Mom circles me in the foyer. I continue my hustle to get her to stay put. A heavier jacket and winter hat lay neglected on the chair next to the front door. I move them, hoping to make it Mom’s idea to wear the damn things.
“Oh, here Mom. I found that hat you were looking for. It matches your brown coat you like so much,” I smile my best actress smile.
“I don’t want that ugly hat. God, it’s awful,” she says with a level of absurdity I have to applaud.
“Your dad got it for you, remember?”
She swipes it from me–likely in an attempt to get me to shut the hell up.
Three times that morning she jets down her made up runway to a car that never comes, while dad takes his dutiful place on the living room couch monitoring her movements.
“Jod, you have to be silent. Like that piece of wood over there. Don’t talk to her. Don’t make conversation. She can’t handle it. I am used to it. You are not,” Dad tells me as we watch Mom shove her frozen hands in her jean pockets as she walks the wrong way down the street.

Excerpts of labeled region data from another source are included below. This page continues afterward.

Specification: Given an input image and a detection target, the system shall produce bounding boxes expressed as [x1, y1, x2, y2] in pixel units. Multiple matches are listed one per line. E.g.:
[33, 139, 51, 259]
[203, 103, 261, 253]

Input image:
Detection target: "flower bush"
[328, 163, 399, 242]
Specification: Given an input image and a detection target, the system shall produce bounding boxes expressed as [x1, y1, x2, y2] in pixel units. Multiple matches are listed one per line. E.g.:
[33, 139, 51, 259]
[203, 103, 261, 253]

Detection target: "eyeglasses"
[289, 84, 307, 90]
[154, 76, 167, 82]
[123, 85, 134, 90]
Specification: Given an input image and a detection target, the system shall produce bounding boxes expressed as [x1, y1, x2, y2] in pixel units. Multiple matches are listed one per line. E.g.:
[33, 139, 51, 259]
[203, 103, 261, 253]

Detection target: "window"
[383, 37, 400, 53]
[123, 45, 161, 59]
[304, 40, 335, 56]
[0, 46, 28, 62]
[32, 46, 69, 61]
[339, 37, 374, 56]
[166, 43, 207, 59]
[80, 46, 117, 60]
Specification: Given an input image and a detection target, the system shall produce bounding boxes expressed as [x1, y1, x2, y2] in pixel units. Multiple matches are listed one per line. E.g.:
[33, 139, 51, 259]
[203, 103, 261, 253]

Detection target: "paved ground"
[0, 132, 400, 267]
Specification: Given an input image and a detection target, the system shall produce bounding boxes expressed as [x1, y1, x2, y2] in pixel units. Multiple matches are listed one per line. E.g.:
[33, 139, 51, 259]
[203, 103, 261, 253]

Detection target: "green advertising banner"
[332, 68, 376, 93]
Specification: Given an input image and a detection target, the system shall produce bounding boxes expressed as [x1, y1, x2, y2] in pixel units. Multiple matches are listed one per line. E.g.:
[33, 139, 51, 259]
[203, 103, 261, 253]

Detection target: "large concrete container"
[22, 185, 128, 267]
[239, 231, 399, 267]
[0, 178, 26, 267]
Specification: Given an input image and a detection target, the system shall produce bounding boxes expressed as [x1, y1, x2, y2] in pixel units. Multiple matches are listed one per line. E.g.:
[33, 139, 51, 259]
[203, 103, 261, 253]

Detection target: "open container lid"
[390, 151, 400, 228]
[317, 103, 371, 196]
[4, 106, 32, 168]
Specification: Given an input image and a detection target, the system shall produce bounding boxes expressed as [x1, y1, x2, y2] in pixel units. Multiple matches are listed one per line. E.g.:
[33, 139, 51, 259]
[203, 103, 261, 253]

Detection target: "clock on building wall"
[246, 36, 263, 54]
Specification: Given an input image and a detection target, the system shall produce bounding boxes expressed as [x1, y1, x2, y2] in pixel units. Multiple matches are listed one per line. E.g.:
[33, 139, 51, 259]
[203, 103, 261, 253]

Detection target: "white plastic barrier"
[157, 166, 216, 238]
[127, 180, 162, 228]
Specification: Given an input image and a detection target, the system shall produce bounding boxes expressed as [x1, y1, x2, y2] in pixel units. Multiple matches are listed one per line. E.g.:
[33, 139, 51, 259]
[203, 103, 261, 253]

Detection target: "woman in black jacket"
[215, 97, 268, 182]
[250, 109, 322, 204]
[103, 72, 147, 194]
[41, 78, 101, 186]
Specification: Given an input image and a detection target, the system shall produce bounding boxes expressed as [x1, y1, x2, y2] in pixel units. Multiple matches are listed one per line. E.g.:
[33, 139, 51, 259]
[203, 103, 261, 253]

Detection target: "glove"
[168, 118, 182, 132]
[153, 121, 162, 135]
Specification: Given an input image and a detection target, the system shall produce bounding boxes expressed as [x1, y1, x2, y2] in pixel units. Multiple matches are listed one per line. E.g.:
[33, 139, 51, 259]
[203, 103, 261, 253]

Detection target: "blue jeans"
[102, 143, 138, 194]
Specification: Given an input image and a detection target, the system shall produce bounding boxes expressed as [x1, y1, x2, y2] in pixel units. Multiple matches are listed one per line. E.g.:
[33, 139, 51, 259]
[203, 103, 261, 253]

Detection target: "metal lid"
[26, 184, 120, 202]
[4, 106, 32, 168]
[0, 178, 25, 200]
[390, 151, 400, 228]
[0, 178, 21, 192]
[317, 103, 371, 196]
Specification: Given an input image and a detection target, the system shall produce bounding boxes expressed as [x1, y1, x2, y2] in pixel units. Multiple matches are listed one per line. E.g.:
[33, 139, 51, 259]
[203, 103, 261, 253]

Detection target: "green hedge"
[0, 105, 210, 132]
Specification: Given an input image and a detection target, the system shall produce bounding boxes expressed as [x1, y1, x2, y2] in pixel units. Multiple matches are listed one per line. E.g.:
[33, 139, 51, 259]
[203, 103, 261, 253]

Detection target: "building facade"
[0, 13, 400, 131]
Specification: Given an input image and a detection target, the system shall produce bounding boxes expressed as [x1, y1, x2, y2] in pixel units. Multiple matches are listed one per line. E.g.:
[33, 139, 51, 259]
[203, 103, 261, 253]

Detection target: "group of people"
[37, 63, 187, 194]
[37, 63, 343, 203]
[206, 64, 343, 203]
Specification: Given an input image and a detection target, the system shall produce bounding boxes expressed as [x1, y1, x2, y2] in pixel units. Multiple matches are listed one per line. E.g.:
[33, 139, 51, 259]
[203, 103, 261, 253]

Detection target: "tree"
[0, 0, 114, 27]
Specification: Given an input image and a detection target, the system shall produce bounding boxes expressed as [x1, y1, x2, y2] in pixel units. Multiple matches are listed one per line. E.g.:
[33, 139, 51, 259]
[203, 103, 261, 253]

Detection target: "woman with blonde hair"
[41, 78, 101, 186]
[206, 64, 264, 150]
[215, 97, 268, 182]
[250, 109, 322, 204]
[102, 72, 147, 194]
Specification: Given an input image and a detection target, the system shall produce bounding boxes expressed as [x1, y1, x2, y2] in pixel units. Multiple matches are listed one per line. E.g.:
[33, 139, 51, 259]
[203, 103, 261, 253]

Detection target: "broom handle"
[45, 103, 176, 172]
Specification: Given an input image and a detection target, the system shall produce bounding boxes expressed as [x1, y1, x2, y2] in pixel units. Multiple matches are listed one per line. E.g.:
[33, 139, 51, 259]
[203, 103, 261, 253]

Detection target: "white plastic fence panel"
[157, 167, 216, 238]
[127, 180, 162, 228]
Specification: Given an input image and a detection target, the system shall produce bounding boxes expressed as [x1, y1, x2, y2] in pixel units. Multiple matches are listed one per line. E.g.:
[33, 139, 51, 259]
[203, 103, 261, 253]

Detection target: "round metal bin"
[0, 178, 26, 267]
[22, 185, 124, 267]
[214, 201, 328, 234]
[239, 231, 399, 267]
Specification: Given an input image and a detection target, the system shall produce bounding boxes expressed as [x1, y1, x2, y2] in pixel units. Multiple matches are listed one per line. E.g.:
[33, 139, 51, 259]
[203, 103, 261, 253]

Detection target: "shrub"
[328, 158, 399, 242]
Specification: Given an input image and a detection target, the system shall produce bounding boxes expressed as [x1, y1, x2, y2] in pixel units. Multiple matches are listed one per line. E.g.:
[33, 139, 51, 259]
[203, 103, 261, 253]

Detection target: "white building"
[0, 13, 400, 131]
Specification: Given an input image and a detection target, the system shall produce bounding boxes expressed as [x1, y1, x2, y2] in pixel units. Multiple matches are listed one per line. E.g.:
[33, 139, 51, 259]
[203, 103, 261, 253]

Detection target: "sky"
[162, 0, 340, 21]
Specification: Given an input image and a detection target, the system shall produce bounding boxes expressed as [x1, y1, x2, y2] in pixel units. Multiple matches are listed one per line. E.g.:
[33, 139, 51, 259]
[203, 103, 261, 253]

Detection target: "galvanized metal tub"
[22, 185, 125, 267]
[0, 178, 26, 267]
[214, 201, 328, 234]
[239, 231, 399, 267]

“I wasn’t even talking to her! I was blow drying my goddamn hair when I heard the door slam. I had to talk to her to get her inside. Jesus. Christ! She will freeze to death, but ok.. I won’t talk to her for fear of agitating her, Dad,” puddles run down my face.
“It is like this everyday. She wants to go home. She hates me. She will spit at me. Her dad is coming. This is EVERY DAY, Jod. EVERY DAY,” Dad is worn out. He is right and I am SAD.
Five times that morning mom left in her sad, brown coat. Dad took his position on the couch, while I watched to see if she’d come through the back door. She did, her refrain always the same–MY DAD IS COMING TO GET ME.
To find solace, I spent the part of today reading “Rose’s Memories,” her blue bound book of memories. I’ve read and re-read most of her writing time and time again, but thought this one was especially meaningful in light of yesterday:
Even young people ten years of age can begin a love affair–mine was with Murphy Lake…
I was in sixth grade when my favorite parent, my dad died of a brain tumor. His death created a huge vacuum in my life. Murphy Lake became a comforting friend as I adjusted to no more baseball catching with my dad. No more train rides into the Loop to play office girl at his insurance company. Now, the summer became daily trips to Murphy Lake with my Mom and Uncle Johnny’s band of wonderful misfits roaming the compound. Some lived in the trailer park nearby, others were like my husband, Joe–neighborhood kids who snuck in initially–then invited to return day after glorious summer day. The lawn became a stage for juggling tumblers, while acrobatic little people posed as pretzel-like twists across the greenery. Others paying homage to Ms. Sunshine clad in all sorts of swimming suits and other garb of the time. My mother and her five kids serpentine between the frolicking guests.
She (Murphy Lake) enabled me to receive such happiness floating on my back, eyes agog with the vastness of the blue sky, assured that hers and other waters would always comfort me, even in deep sorrow.
I can see you, Mom–out there–a graceful stroke, even at ten years-old. Your flowered bathing cap protecting your long, brunette hair. Your sapphire eyes looking to heaven, likely having a private conversation with your dad.
So today and most days, I listen to hear what you are saying to yourself. Whatever your brain is conjuring up–that those memories, those conversations lead you into a love affair in your mind. That what is imagined is enough for you, Mom. Because goddamn it you deserve so much more.